The international research program has expanded its base of international support by welcoming the Republic of Korea as its newest member; its membership now includes 21 countries.

The Integrated Ocean Drilling Program has expanded its base of international support by welcoming the Republic of Korea as its newest member. South Korea's membership was signed into a memorandum of understanding (MOU) by officials from Japan, the United States and the Republic of Korea. The MOU creates an Interim Asian Consortium, with the Korean Institute of Geoscience and Mineral Resources (KIGAM) as its first affiliated institution. Japan's Ministry of Education, Culture, Sports, Science and Technology (MEXT) and the U.S. National Science Foundation (NSF) jointly fund IODP, providing maximum support of most IODP science and drilling operations.

"South Korea brings welcome intellectual and scientific resources to the Integrated Ocean Drilling Program," says Manik Talwani, president and CEO of IODP Management International Inc. As an IODP member nation, South Korea will contribute scientists to upcoming IODP research expeditions. The next expedition, tentatively scheduled for early summer 2007, will conduct shallow-water, sub-seafloor investigations along the intercontinental shelf off New Jersey's coast.
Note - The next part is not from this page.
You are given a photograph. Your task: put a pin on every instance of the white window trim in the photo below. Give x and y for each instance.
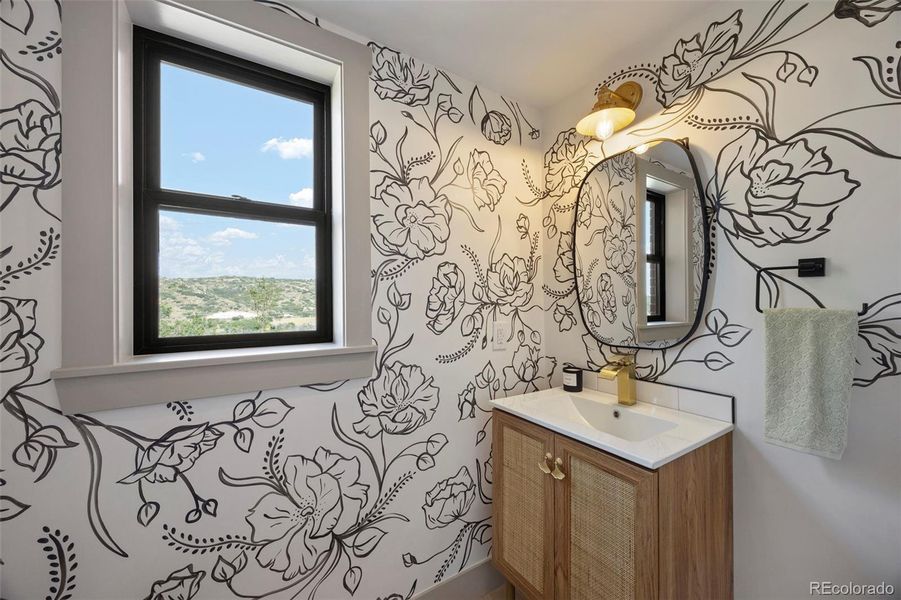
(98, 369)
(677, 189)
"South Korea's investment in IODP," says James Allan, IODP program director at NSF, "supports critical research that generates new scientific data about how the Earth works." By monitoring and sampling subseafloor environments, IODP scientists probe questions about climate and environmental change, solid Earth cycles and processes, and the largely unknown deep biosphere. "The more resources we bring to bear on scientific ocean-drilling investigations," adds Allan, "the more robust IODP can become, and the more we can learn about the planet we live on."